Nuland addressing the media in Colombo (pic by Thushara Atapattu)

US hopes LG polls will be held in March

By Saman Indrajith

US Under Secretary of State for Political Affairs, Victoria Nuland, yesterday said China had not provided credible and specific assurances to the International Monetary Fund (IMF) for Sri Lanka to overcome the current economic crisis.

Addressing the media in Colombo, Nuland said: “What China has offered so far is not enough. We need to see credible and specific assurances that they will meet the IMF standard of debt relief. We, the United States, are prepared to do our part. Our Paris Club partners are prepared to do their part. India has made strong commitments that it will provide the credible assurances the IMF is looking for.”

Nuland said that India and the Paris Club had given strong assurances to the IMF to help Sri Lanka to obtain a $2.9 billion bailout.

“We want to see an IMF program as quickly as possible. That is what Sri Lanka deserves; that is what Sri Lanka needs,” Nuland said.

Nuland said the US would give Sri Lanka an additional USD 30 million to provide 96,000 schoolchildren with food.

She said Sri Lankans had taken to the streets, last year, demanding cleaner, accountable and inclusive governance, with transparency, and the government was expected to hold the elections to enable people to enjoy their democratic rights.

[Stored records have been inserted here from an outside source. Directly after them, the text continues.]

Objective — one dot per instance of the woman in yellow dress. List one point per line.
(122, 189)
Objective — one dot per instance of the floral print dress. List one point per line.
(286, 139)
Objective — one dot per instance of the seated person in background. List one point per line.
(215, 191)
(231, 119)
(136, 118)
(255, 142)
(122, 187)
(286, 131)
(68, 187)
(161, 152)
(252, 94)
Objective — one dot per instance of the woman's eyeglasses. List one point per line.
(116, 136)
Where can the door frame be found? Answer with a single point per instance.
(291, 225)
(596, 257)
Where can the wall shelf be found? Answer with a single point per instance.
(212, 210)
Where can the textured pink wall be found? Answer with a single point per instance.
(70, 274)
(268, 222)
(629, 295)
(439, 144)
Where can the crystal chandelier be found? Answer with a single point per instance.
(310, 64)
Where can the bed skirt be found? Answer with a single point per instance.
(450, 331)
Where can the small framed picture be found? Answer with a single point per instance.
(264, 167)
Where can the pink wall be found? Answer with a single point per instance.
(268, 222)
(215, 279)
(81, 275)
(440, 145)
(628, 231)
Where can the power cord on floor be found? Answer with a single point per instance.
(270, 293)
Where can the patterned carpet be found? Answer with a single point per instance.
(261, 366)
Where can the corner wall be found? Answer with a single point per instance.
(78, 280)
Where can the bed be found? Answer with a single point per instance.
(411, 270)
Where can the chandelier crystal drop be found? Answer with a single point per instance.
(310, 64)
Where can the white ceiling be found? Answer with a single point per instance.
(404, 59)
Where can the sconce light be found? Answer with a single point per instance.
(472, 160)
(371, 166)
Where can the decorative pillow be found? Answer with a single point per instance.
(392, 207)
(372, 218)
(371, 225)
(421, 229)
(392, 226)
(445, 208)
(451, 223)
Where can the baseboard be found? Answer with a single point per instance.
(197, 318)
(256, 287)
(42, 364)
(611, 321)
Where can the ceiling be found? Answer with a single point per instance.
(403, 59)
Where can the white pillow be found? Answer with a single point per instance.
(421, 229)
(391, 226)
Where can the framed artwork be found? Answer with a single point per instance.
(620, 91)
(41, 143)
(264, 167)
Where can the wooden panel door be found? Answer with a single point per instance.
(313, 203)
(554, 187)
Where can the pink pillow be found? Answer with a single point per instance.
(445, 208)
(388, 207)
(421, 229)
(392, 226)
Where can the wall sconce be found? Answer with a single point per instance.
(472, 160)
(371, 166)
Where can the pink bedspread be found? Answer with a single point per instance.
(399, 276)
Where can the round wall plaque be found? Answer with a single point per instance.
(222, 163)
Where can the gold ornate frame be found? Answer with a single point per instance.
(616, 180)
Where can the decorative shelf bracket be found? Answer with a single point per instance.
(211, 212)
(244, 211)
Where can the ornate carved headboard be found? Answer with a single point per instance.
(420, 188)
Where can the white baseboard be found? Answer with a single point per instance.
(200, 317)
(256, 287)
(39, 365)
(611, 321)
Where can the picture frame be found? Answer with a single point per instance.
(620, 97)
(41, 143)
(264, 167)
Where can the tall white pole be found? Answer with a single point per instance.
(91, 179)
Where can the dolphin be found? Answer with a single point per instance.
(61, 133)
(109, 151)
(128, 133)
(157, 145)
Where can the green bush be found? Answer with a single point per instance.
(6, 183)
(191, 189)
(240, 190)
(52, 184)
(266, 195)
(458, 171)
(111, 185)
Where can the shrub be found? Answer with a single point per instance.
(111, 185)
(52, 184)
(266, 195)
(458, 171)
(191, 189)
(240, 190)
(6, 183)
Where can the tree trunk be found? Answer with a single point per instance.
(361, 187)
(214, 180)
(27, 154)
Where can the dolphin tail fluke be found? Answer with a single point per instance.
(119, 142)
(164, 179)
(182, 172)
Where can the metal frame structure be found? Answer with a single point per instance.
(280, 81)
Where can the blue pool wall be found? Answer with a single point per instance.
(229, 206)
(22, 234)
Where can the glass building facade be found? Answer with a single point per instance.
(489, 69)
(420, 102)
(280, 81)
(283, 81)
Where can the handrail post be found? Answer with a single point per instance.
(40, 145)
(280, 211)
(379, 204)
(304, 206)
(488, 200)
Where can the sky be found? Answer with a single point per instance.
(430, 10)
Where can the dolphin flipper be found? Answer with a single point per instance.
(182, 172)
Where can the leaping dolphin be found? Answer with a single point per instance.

Nuland said that the US was glad to see that consultation between the government and other parties towards reconciliation had commenced. She said that she had met with members of the Tamil political parties, earlier yesterday. “We hope that the dialogue will continue to achieve real results such as return of the lands to their rightful owners.”

Nuland said that the US hoped that local elections would be held in March, the dialogue commenced for reconciliation would continue, and the Prevention of Terrorism Act would be reformed to meet international standards.